Nepal’s Naya Muluk and the Gurkha Regiments
Lest History Forgets
Foreword: Sepoy Mutiny of 1857 and Naya Muluk
Winston Churchill is supposed to have said, ‘History is a record of the victors. History would be kind to me for I intend to write one.’ Nepalese history records that Naya Muluk, the present districts of Kanchanpur, Kailali, Bardiya and Banke, was returned to the Maharaja of Nepal by the British Government for the services rendered by the State of Nepal during the Mutiny of the Native Army of Bengal in 1857, known as the Sepoy Mutiny. The transcript given below of the ‘Treaty with Nipal – November 1, 1860’ does bear testimony that ‘the whole of the lowlands between the Rivers Kali and Raptee, and the whole of the lowlands lying between the River Raptee and the District of Gorukpore’ was bestowed to the ‘Maharajah of Nipal in full sovereignty … in recognition of the eminent services rendered to the British Government by the State of Nipal … during the disturbances which followed the mutiny of the Native army of Bengal in 1857.’

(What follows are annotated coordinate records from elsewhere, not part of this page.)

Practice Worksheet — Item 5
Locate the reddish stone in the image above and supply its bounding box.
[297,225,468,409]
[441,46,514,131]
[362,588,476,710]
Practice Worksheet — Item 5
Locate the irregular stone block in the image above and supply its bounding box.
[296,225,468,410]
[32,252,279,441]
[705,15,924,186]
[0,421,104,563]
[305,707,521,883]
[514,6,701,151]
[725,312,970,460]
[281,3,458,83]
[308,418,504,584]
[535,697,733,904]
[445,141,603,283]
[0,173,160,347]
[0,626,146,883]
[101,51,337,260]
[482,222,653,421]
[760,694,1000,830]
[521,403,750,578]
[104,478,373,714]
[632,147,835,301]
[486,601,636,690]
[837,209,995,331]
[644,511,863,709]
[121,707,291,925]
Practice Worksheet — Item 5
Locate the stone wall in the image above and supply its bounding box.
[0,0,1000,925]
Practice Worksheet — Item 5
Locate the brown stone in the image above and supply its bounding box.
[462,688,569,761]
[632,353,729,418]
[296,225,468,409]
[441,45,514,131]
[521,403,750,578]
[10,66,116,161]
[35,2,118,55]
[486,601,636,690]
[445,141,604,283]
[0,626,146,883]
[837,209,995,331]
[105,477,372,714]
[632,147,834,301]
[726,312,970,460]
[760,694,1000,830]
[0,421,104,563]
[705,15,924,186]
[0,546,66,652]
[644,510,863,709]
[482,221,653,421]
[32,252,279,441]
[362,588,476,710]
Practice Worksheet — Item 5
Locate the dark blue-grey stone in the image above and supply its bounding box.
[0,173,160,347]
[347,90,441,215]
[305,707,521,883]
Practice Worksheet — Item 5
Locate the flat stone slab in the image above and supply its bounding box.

May 10, 1857 the Sepoys of the East India Company mutinied at
Rajgurh Convention of 1815: Gurkhas in East India Company: Dawn of Lahure Era
Article 5 of the ‘Convention of Agreement entered into between Kajee Ummer Sing Thappa and Major General Ochterlony’ on the 15th of May 1815 at Rajgurh states: ‘All the troops in the service of Nepaul, with the exception of those granted to the personal honor of the Kajees Ummer Singh and Ranjore Singh, will be at liberty to enter into the service of the British Government, if it is agreeable to themselves and the British Government choose to accept their services, and those who are not employed will be maintained on a specific allowance by the British Government, till peace is concluded between the two States.’ Impressed by the skill, tenacity and courage of the Gurkhas during the Anglo-Nepal war of 1814 – 1815, the British inserted this important clause in the Convention of Rajgurh that would have far reaching implications in the Anglo-Nepal relationship. It will be pertinent to point out here that Kazi Amar Singh, in signing that Rajgurh convention, inserted a separate article in the end stating ‘Kajee Ummer Singh Thapa wishes it to be understood that he shall give immediate orders for the instant surrender of the distant forts, in the hope that it may lead to an early renewal of the relations of amity which have subsisted between the two States for these sixty years, and by the advice of Bum Sah and the Bharadars of Kamaon.’ The Kazi had hoped in the ‘early renewal of the relations of amity’ and also envisaged that ‘peace is concluded between the two States.’ The delay by the intrigue-ridden Kathmandu durbar in signing the peace accord led General Ochterlony to launch his second offensive against Nepal. When the Makwanpur gadhi close to Kathmandu fell, Nepal was forced to eat the humble pie. The Sugauli Treaty down-sized the Gurkha Empire of Sutluj-Teesta to Mechi-Mahakali of present day.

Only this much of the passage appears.